Winter Olympics: Five things to know about curling
VANCOUVER, British Columbia — Sweeping. Broomstacking. The hog line.
No, we’re not talking about tidying up a pig pen. These are terms from curling, an ancient winter sport at the Vancouver Olympics.
Here are five things to know about curling:
— The sport often is compared to shuffleboard on ice. The Olympians play 10 ends, or innings (yes, like baseball), and the team with the most points at the end wins.
— After a 42-pound granite stone is sent sliding down the ice, two players use sweeping motions to control it — to make it go faster or slower, or to change its direction, or “curl.” The goal is to get the stone as close as possible to the center of a series of concentric circles.
— Don’t even think about knocking the curlers for not being athletes. Although curlers like to have fun, counting the social aspect of the sport as a big part of the experience they love, curlers around the world have taken their fitness to a new level in preparation for these games. They have personal trainers, high-intensity training camps, sports psychologists and more. The teams that don’t work out hard off the ice are the ones that fall behind everybody else.

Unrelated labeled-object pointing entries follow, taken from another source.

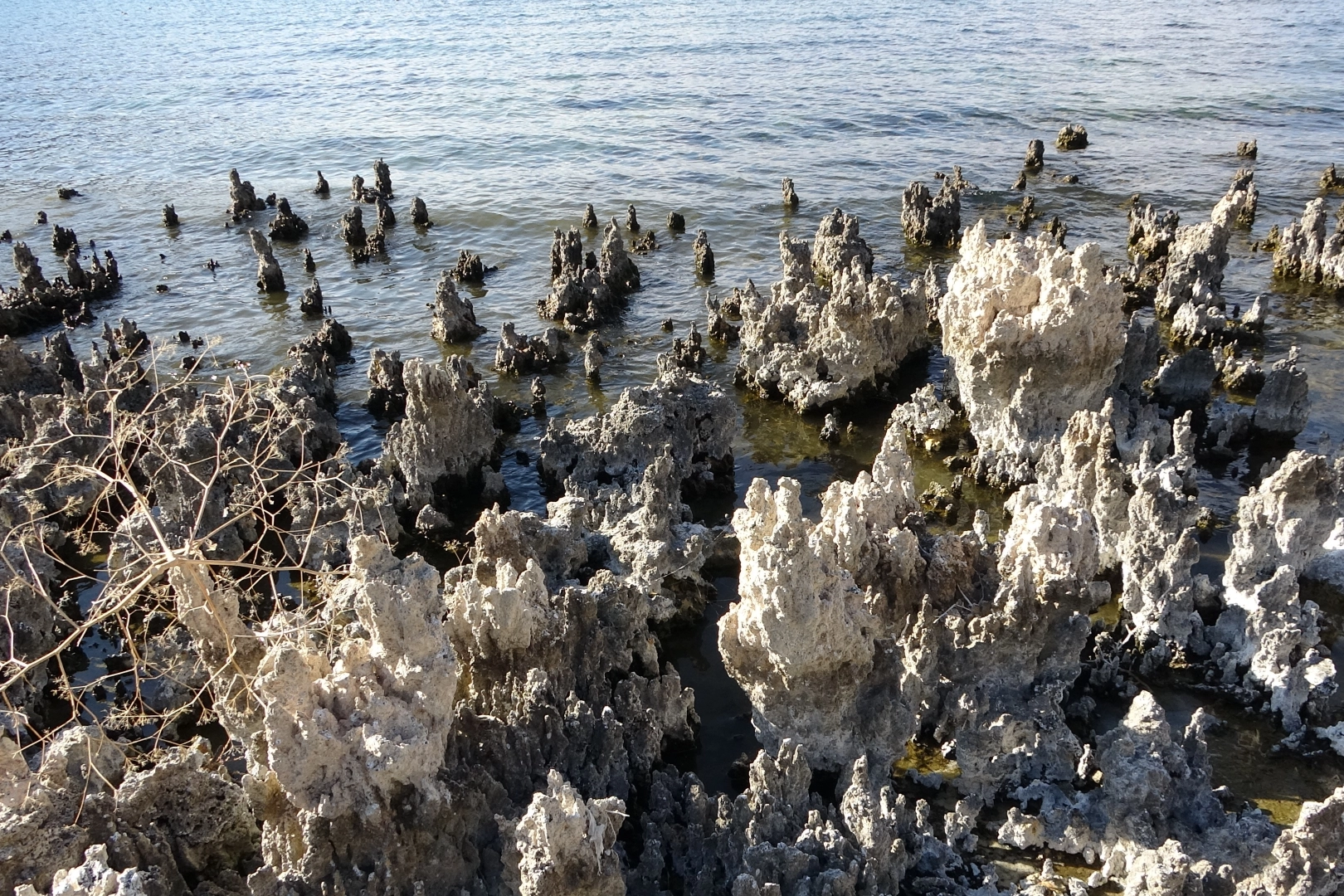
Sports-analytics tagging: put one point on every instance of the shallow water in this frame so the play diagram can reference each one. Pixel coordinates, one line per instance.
(507, 119)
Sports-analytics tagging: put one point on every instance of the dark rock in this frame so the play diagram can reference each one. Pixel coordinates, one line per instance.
(311, 303)
(1331, 180)
(470, 268)
(420, 214)
(386, 218)
(644, 242)
(386, 387)
(286, 225)
(566, 253)
(928, 219)
(242, 197)
(1035, 155)
(382, 179)
(353, 229)
(704, 256)
(63, 241)
(527, 353)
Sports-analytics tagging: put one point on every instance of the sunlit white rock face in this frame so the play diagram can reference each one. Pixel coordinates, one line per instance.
(343, 733)
(1308, 250)
(1289, 525)
(449, 427)
(1035, 334)
(815, 345)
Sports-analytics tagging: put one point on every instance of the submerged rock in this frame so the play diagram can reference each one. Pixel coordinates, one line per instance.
(1308, 251)
(686, 353)
(838, 246)
(455, 317)
(527, 353)
(386, 386)
(680, 412)
(382, 179)
(386, 217)
(1237, 207)
(813, 347)
(617, 270)
(269, 277)
(1035, 158)
(1269, 637)
(420, 214)
(1195, 264)
(928, 219)
(448, 434)
(566, 253)
(1015, 309)
(704, 257)
(1071, 137)
(470, 268)
(594, 355)
(1283, 406)
(353, 229)
(1331, 180)
(311, 303)
(286, 225)
(242, 197)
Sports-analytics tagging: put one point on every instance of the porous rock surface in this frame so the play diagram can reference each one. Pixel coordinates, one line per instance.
(448, 431)
(679, 412)
(932, 219)
(582, 296)
(1035, 334)
(1307, 250)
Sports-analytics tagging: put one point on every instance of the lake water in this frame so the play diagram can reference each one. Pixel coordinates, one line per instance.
(509, 117)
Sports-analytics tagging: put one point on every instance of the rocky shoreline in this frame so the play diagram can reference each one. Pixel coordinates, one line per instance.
(299, 702)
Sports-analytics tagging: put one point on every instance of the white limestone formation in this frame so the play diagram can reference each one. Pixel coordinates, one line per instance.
(813, 347)
(562, 845)
(1035, 334)
(1308, 251)
(347, 726)
(449, 427)
(455, 317)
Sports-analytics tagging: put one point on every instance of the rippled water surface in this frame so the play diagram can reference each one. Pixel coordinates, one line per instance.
(509, 117)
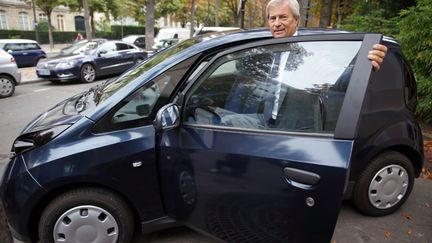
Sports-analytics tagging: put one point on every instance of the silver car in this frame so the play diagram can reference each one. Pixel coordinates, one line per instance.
(9, 74)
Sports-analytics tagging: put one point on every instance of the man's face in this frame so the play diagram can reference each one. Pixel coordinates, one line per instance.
(282, 22)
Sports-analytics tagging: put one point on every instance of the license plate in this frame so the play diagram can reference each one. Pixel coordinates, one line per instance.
(44, 72)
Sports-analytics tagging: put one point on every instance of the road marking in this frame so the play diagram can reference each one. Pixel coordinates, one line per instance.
(41, 90)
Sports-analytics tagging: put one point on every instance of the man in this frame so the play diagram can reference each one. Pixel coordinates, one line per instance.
(283, 18)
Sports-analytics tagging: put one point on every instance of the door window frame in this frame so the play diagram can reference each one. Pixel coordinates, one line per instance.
(347, 122)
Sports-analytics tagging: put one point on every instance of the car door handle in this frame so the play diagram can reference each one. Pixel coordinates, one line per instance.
(304, 177)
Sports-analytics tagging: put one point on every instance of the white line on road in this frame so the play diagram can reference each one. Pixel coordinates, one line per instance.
(40, 90)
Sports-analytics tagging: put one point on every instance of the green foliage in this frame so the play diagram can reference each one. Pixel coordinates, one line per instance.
(43, 26)
(373, 21)
(416, 39)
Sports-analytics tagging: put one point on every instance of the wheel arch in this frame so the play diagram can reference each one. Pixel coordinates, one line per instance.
(54, 192)
(10, 76)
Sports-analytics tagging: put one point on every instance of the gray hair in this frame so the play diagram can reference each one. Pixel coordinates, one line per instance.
(293, 4)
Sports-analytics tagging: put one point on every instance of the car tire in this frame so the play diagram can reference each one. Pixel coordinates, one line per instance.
(384, 185)
(88, 73)
(87, 214)
(37, 61)
(7, 86)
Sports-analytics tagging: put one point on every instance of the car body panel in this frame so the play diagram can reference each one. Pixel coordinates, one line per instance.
(236, 188)
(250, 188)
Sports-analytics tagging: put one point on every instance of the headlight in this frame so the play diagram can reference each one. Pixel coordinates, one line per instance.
(36, 139)
(66, 64)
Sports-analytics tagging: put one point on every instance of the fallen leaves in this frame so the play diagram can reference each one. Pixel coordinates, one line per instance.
(388, 234)
(409, 231)
(406, 215)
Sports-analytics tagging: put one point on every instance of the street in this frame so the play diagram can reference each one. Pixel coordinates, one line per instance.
(412, 223)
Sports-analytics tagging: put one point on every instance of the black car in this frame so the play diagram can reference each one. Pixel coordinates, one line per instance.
(241, 136)
(99, 59)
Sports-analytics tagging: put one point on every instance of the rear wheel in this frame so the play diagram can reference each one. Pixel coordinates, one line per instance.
(88, 73)
(7, 86)
(384, 185)
(87, 215)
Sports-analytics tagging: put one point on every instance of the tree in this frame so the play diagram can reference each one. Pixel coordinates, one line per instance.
(149, 23)
(415, 37)
(47, 7)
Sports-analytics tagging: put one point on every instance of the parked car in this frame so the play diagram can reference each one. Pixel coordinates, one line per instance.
(10, 76)
(185, 138)
(25, 52)
(100, 59)
(211, 29)
(80, 47)
(170, 33)
(138, 40)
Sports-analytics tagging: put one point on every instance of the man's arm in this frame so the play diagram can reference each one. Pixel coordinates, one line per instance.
(376, 55)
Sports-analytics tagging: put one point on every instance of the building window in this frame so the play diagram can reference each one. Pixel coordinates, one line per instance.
(42, 17)
(24, 21)
(79, 23)
(3, 20)
(60, 23)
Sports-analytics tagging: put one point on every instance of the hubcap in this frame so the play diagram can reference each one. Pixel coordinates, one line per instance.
(86, 224)
(388, 186)
(89, 73)
(6, 86)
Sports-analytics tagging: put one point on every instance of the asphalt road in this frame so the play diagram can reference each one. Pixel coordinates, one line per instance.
(412, 223)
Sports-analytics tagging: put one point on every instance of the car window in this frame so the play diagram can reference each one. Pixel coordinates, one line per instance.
(122, 46)
(140, 108)
(108, 47)
(14, 47)
(31, 46)
(288, 87)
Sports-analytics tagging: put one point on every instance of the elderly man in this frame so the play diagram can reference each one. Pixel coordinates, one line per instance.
(283, 18)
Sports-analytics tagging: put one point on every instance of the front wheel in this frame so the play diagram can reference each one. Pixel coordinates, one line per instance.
(88, 73)
(384, 185)
(87, 215)
(7, 86)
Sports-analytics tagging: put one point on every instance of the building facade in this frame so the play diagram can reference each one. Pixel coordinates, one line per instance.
(18, 15)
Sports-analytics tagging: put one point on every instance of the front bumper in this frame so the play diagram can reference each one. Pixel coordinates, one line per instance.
(18, 193)
(58, 74)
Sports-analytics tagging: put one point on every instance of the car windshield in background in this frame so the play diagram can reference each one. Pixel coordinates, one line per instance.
(107, 89)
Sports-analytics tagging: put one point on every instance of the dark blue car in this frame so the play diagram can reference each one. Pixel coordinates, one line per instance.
(99, 59)
(25, 52)
(241, 136)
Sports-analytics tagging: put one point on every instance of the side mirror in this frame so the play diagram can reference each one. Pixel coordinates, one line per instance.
(167, 117)
(102, 53)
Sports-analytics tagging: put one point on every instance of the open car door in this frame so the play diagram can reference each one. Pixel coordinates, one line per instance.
(242, 172)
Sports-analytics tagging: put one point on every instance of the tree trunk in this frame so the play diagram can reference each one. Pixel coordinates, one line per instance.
(86, 20)
(149, 24)
(325, 14)
(192, 20)
(51, 41)
(217, 3)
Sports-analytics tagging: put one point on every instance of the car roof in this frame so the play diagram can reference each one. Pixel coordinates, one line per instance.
(17, 41)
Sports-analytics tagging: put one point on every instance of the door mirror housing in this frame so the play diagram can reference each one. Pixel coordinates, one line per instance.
(167, 117)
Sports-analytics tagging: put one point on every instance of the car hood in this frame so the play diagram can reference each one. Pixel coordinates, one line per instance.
(64, 113)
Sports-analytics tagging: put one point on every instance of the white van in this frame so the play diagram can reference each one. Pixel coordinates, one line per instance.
(170, 33)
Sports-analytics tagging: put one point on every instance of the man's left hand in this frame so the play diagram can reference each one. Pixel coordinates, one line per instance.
(376, 55)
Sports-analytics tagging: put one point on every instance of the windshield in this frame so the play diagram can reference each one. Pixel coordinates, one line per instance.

— Behave yourself. This sport, dating to 15th-century Scotland, prides itself on a tradition of sportsmanship and good manners. The Chinese women didn’t talk to the media after Sunday’s practice in order to keep their focus, and it caused an uproar of sorts. On Monday, when they passed the media, they smiled and said “hi.”
— The terminology is foreign to say the least. There’s broomstacking, the post-match ritual of heading to the lounge with the opponent for a friendly drink. (Traditionally, the winners buy the beers.) The “button” is the inner-most circle within the “house” — the area the stone must cross into to be in play.
And don’t forget the “hog line.” That’s a line that extends down the sheet of ice. All the way to the house.